It is 1939. Germany invades Poland triggering the official start of World War II, the six-year global conflict that ended in 1945.

It is 1939. A Hungarian immigrant stakes his claim to own and operate a business in America. To be sure, it was a fortuitous time as it marked the end of the economic ravages brought on by the Great Depression. New opportunities abounded as the commercial world began reinventing itself, even in the face of impending global warfare.

Sam Hausman was that Hungarian immigrant, and these historical markers helped to shape his world view and, ultimately, the kind of American businessman he became.

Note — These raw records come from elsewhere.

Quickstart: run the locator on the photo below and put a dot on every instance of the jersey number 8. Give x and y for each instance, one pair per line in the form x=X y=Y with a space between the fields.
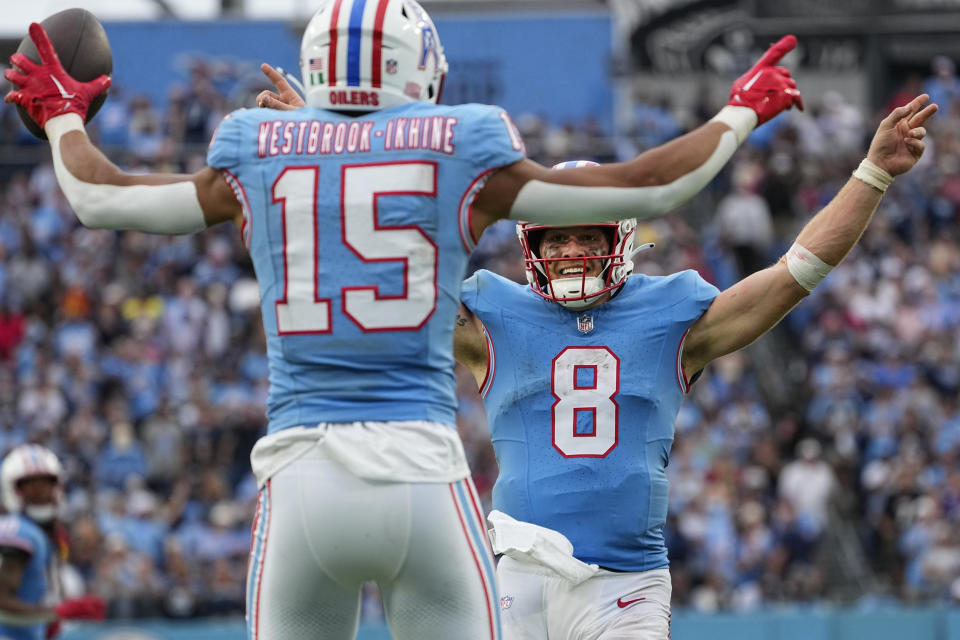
x=585 y=382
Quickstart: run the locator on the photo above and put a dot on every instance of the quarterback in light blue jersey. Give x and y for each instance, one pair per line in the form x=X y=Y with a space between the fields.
x=360 y=204
x=582 y=372
x=31 y=598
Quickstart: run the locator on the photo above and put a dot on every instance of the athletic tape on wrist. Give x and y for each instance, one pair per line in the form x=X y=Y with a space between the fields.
x=873 y=175
x=807 y=269
x=741 y=119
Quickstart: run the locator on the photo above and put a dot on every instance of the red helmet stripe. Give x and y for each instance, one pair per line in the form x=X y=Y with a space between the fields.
x=375 y=58
x=332 y=62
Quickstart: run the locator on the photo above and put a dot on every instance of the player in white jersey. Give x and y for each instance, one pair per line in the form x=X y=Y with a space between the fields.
x=582 y=374
x=360 y=211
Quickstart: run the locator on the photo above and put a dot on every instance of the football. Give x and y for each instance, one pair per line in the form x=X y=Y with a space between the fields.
x=84 y=51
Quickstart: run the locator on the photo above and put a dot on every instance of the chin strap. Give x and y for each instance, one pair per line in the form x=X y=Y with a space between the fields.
x=642 y=247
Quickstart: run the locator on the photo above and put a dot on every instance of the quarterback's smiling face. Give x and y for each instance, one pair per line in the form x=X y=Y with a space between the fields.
x=575 y=243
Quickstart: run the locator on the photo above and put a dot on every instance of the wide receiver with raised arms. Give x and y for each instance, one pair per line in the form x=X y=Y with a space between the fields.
x=582 y=374
x=31 y=597
x=360 y=211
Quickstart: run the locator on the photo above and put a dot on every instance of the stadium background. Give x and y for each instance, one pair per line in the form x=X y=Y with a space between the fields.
x=815 y=478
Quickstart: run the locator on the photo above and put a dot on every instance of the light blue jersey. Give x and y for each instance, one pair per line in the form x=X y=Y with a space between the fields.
x=581 y=409
x=359 y=231
x=21 y=533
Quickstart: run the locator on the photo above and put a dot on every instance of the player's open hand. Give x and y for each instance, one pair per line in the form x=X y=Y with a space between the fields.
x=285 y=98
x=767 y=88
x=898 y=143
x=46 y=90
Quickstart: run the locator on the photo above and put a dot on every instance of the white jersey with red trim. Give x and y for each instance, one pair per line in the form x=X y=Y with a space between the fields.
x=581 y=408
x=359 y=231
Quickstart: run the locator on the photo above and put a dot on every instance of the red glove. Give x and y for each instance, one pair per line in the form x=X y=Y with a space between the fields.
x=46 y=90
x=767 y=89
x=53 y=629
x=82 y=608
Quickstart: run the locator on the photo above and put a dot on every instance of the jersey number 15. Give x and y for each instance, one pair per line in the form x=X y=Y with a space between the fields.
x=301 y=310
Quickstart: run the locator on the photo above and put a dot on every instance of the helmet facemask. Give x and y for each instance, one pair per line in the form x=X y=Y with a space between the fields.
x=578 y=292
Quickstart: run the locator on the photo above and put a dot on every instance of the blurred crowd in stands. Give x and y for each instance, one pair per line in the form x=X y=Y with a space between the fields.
x=820 y=464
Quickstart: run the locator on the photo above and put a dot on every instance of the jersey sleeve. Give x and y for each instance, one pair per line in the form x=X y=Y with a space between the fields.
x=224 y=149
x=13 y=535
x=470 y=291
x=698 y=295
x=496 y=142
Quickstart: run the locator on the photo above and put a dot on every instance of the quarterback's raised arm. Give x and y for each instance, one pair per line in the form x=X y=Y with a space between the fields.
x=652 y=183
x=100 y=193
x=753 y=306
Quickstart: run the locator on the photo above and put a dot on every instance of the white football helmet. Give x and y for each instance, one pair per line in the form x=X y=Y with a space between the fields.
x=363 y=55
x=27 y=461
x=580 y=291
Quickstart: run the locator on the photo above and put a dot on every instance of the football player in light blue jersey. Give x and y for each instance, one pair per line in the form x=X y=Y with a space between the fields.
x=582 y=374
x=360 y=210
x=31 y=600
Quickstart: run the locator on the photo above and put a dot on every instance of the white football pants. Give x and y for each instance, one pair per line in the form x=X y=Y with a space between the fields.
x=538 y=604
x=321 y=532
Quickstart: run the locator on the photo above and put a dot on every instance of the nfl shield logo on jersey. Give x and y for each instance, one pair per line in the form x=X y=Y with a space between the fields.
x=585 y=322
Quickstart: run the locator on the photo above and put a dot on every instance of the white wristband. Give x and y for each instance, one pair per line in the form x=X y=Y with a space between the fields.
x=873 y=175
x=741 y=119
x=807 y=269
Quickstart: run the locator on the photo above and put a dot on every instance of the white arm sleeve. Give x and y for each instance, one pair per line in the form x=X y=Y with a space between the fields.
x=169 y=208
x=564 y=204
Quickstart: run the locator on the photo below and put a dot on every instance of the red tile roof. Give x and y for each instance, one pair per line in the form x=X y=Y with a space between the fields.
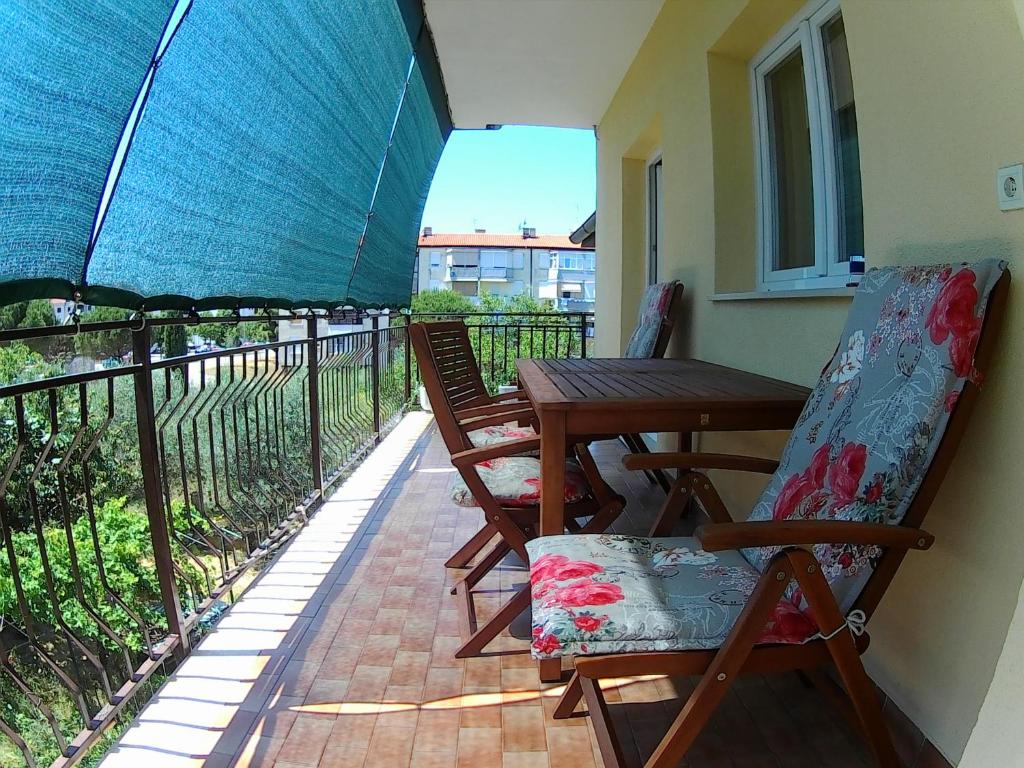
x=486 y=240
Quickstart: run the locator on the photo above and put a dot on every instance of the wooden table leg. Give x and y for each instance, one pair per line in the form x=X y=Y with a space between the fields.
x=552 y=502
x=685 y=446
x=552 y=472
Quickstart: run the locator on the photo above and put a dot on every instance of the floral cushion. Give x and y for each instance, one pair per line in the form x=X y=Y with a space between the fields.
x=653 y=308
x=515 y=481
x=616 y=594
x=873 y=422
x=501 y=433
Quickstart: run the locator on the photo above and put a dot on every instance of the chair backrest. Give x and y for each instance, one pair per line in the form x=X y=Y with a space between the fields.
x=881 y=427
x=450 y=375
x=659 y=307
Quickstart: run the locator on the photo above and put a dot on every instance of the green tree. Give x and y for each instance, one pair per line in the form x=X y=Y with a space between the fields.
x=18 y=363
x=101 y=344
x=173 y=340
x=12 y=314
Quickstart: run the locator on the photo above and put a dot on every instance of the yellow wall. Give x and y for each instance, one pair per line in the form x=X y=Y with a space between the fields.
x=940 y=105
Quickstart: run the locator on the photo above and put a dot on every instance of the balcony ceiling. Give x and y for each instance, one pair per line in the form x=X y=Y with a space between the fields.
x=554 y=62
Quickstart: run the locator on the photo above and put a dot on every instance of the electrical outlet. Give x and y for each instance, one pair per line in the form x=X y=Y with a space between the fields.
x=1010 y=185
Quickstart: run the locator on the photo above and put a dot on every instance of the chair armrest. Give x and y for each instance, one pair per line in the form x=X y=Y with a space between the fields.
x=502 y=417
x=699 y=461
x=494 y=408
x=510 y=448
x=515 y=394
x=797 y=532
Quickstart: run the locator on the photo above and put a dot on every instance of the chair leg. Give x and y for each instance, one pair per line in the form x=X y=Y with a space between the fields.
x=844 y=652
x=603 y=519
x=483 y=567
x=705 y=492
x=674 y=507
x=469 y=550
x=569 y=698
x=483 y=635
x=637 y=444
x=600 y=718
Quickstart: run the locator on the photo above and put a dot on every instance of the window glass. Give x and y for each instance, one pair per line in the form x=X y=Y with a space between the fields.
x=791 y=152
x=847 y=152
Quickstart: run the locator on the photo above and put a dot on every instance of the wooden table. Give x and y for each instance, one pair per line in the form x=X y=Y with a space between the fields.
x=579 y=397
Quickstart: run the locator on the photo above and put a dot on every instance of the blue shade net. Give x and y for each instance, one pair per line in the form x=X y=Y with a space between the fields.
x=70 y=72
x=251 y=174
x=383 y=272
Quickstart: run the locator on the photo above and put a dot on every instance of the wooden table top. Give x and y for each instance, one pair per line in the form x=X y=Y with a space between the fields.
x=602 y=383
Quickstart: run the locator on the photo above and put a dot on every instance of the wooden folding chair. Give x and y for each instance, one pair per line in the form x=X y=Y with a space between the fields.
x=445 y=356
x=792 y=588
x=658 y=312
x=499 y=469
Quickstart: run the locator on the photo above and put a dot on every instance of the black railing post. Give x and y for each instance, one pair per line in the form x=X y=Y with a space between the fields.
x=315 y=456
x=156 y=512
x=375 y=374
x=409 y=359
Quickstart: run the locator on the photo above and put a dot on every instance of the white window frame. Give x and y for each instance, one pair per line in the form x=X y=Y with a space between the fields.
x=803 y=32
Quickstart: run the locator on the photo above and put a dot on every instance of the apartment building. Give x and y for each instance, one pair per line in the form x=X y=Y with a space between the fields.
x=546 y=266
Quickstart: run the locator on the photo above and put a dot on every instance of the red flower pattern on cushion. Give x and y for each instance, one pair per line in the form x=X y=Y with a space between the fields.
x=589 y=623
x=845 y=473
x=584 y=593
x=545 y=567
x=801 y=485
x=787 y=625
x=950 y=402
x=844 y=478
x=952 y=314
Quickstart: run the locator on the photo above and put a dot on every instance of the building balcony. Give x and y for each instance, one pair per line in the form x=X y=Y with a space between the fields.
x=494 y=273
x=459 y=273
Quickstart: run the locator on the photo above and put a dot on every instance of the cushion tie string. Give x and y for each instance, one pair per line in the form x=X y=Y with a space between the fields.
x=855 y=621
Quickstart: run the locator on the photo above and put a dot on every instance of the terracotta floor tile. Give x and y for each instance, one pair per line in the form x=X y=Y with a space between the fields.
x=382 y=630
x=410 y=668
x=433 y=759
x=306 y=739
x=351 y=731
x=389 y=621
x=379 y=650
x=368 y=683
x=258 y=752
x=437 y=730
x=522 y=729
x=442 y=682
x=390 y=747
x=479 y=747
x=524 y=760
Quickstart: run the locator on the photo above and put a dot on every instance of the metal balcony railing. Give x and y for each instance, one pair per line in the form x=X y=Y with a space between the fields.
x=135 y=501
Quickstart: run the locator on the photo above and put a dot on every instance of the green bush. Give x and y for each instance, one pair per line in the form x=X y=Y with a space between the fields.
x=123 y=534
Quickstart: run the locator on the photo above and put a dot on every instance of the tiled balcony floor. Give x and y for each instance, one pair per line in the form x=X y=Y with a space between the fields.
x=341 y=655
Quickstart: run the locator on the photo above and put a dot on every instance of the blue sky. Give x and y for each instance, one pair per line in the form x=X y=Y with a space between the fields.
x=496 y=179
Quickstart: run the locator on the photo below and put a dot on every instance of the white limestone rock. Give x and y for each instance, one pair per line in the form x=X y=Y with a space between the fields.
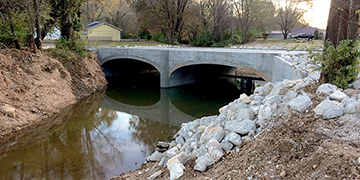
x=255 y=109
x=272 y=99
x=266 y=111
x=353 y=107
x=278 y=89
x=203 y=162
x=226 y=145
x=233 y=138
x=215 y=149
x=180 y=158
x=257 y=100
x=180 y=140
x=192 y=126
x=329 y=109
x=356 y=84
x=176 y=171
x=156 y=156
x=171 y=152
x=223 y=109
x=289 y=96
x=314 y=75
x=242 y=127
x=326 y=89
x=338 y=96
x=201 y=151
x=244 y=113
x=210 y=132
x=244 y=98
x=8 y=110
x=267 y=89
x=300 y=103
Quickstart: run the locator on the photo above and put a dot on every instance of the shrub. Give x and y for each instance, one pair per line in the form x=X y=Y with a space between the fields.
x=204 y=40
x=159 y=37
x=339 y=65
x=316 y=34
x=145 y=35
x=237 y=39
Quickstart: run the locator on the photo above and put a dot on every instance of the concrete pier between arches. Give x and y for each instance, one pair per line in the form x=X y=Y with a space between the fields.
x=172 y=63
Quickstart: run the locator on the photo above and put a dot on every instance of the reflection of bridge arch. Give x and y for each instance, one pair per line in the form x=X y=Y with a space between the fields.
x=144 y=60
x=168 y=60
x=163 y=111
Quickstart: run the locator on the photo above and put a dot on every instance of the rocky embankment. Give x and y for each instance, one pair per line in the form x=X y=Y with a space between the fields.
x=33 y=87
x=289 y=129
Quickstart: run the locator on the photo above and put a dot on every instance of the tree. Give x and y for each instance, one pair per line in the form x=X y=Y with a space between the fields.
x=340 y=57
x=248 y=15
x=220 y=12
x=343 y=21
x=37 y=25
x=170 y=16
x=287 y=14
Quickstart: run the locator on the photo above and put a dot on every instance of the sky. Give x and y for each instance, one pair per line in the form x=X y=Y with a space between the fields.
x=317 y=16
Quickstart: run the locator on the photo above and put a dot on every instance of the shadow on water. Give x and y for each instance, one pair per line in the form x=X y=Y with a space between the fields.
x=108 y=133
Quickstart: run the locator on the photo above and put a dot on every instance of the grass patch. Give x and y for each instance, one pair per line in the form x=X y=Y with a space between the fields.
x=127 y=43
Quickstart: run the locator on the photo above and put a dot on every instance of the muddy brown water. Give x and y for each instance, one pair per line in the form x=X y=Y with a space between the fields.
x=108 y=133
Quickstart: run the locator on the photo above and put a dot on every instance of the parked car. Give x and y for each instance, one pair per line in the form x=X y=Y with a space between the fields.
x=309 y=37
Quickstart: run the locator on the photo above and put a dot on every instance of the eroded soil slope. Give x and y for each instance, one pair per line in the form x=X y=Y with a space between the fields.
x=35 y=86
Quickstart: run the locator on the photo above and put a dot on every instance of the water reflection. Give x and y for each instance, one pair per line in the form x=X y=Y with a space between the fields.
x=104 y=135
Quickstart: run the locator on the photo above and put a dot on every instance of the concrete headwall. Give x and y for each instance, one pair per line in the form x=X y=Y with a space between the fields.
x=266 y=63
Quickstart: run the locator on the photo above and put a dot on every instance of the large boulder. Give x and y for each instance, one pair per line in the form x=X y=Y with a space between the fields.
x=156 y=156
x=215 y=149
x=242 y=127
x=329 y=109
x=211 y=132
x=203 y=162
x=244 y=113
x=233 y=138
x=356 y=84
x=300 y=103
x=266 y=111
x=326 y=89
x=176 y=171
x=338 y=96
x=180 y=158
x=8 y=110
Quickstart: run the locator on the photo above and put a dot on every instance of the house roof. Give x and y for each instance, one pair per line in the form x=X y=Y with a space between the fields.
x=276 y=32
x=91 y=25
x=303 y=30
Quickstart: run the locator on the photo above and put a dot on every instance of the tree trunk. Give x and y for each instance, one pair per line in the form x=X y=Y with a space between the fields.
x=333 y=23
x=37 y=25
x=343 y=20
x=353 y=28
x=16 y=41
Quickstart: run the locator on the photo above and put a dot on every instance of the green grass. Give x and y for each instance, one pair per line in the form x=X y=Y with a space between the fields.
x=124 y=43
x=288 y=43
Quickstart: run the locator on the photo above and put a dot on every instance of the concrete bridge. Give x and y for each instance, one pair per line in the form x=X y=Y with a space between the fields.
x=162 y=111
x=179 y=66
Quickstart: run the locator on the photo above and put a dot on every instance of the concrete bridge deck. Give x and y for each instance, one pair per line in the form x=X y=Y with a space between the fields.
x=173 y=63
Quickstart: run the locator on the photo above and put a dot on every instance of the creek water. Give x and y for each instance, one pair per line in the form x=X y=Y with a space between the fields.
x=110 y=132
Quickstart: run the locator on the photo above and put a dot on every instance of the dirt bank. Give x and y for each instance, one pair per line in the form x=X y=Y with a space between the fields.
x=298 y=146
x=34 y=87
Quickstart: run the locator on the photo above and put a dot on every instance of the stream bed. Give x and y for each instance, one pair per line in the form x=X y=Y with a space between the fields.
x=110 y=132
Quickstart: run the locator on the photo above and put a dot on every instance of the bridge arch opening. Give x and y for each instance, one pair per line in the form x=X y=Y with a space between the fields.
x=199 y=73
x=240 y=77
x=126 y=71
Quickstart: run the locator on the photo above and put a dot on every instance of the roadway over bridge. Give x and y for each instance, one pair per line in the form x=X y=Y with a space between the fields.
x=179 y=66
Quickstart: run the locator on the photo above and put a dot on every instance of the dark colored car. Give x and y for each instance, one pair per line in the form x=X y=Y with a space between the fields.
x=309 y=37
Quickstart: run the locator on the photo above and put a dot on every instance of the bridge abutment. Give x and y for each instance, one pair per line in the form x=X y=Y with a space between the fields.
x=266 y=63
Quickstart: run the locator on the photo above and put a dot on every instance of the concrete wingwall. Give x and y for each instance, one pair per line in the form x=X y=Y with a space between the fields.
x=170 y=61
x=284 y=70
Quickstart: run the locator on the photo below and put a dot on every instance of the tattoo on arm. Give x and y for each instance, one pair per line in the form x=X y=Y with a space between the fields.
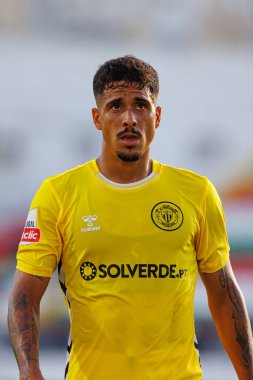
x=23 y=330
x=238 y=315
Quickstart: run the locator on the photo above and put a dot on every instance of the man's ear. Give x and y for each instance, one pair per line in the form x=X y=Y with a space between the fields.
x=96 y=118
x=158 y=113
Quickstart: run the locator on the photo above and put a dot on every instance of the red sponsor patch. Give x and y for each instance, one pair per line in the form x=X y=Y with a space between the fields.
x=30 y=235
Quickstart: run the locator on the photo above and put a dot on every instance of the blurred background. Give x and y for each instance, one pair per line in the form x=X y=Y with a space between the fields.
x=49 y=52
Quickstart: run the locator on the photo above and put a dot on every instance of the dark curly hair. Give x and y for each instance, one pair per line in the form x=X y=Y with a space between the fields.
x=130 y=71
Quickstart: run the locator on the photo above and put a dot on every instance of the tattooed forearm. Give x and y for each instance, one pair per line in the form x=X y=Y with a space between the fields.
x=23 y=330
x=240 y=321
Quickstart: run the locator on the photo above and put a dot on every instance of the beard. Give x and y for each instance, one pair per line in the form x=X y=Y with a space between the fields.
x=129 y=157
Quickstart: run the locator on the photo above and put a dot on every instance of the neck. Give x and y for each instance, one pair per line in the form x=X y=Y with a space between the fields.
x=125 y=172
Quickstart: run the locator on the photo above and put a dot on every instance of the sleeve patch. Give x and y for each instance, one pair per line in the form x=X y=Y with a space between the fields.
x=31 y=233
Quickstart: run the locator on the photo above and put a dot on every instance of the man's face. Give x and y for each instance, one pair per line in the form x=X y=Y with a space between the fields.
x=128 y=118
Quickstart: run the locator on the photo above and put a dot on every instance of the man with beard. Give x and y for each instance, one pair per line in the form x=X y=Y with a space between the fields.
x=129 y=236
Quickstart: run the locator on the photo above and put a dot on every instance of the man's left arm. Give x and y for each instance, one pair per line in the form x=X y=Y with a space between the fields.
x=231 y=319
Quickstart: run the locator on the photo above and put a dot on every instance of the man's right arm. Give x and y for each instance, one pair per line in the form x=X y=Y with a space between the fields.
x=23 y=322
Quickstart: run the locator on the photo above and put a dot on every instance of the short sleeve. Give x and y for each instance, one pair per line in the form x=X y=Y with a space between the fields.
x=41 y=244
x=212 y=242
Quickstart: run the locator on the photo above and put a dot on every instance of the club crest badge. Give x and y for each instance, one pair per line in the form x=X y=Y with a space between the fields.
x=167 y=216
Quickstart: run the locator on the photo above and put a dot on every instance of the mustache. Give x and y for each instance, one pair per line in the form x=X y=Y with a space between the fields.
x=129 y=130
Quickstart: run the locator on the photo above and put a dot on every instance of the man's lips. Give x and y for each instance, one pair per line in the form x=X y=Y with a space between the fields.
x=130 y=139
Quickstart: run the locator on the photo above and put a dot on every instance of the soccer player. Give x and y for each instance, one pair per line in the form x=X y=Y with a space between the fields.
x=129 y=236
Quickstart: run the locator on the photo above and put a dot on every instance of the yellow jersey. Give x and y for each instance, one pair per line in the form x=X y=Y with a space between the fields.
x=128 y=257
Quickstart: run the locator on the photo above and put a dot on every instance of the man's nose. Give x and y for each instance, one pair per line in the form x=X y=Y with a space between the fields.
x=129 y=118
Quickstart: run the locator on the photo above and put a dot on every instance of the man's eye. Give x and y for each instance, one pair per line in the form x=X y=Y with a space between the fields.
x=115 y=106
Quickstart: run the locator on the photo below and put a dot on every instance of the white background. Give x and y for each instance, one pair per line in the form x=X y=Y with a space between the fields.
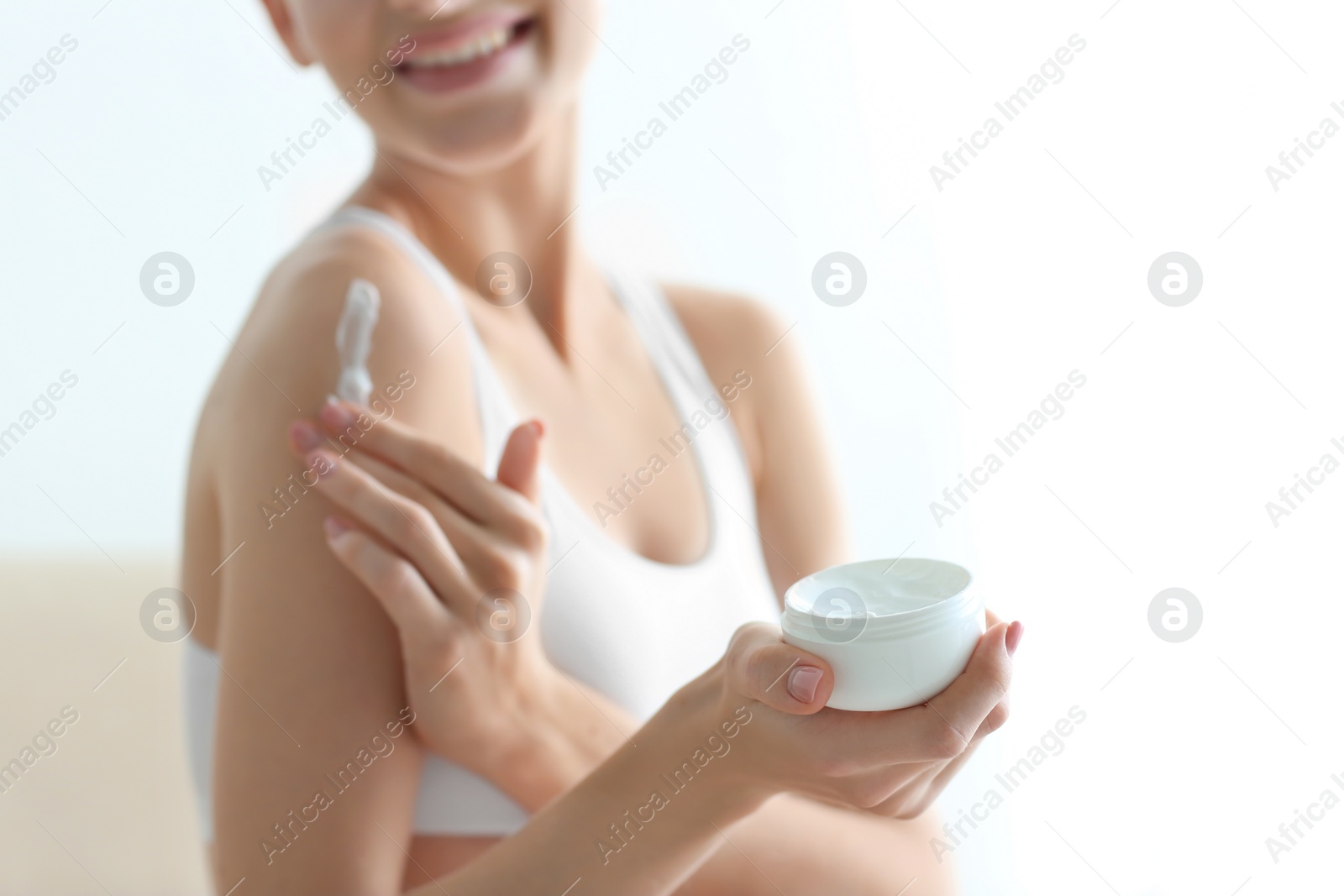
x=1028 y=265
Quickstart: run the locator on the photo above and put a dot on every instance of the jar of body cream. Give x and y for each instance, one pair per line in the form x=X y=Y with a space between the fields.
x=894 y=631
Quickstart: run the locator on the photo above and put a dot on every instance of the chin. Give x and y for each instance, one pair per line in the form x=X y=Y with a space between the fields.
x=477 y=143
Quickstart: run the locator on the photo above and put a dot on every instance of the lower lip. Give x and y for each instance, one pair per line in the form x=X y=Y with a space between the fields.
x=468 y=74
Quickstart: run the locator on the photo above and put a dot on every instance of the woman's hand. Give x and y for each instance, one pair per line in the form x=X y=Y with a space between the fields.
x=891 y=763
x=459 y=563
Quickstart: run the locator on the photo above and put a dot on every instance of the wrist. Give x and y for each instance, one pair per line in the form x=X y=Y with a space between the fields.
x=709 y=734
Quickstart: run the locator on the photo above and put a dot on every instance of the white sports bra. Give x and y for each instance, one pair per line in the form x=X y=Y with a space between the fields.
x=631 y=627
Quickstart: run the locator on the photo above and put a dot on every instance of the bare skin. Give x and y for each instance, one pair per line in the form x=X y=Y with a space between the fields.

His early life unfolded like many others of his generation and, also like them, Hausman not only passed along good genes to his progeny but also the kind of work ethic necessary to build a successful business that attracts loyal customers.

At age 49, he founded Sam Hausman Meat Packer Inc. in Corpus Christi, Texas, on Laredo Street. The business continues to operate today, although on a different street, under its new name of Hausman Foods with two of his great-grandchildren holding key management positions.

By the 1950s, the company, having outgrown capacity at it original site on Laredo Street, expanded with a main cooler capable of handling 300 head of cattle and an annual capacity of 20,000 head. Sam Hausman died in 1958, but his legacy survives and the seed he planted has grown into a modern enterprise generating annual sales approaching $25 million with 120 employees.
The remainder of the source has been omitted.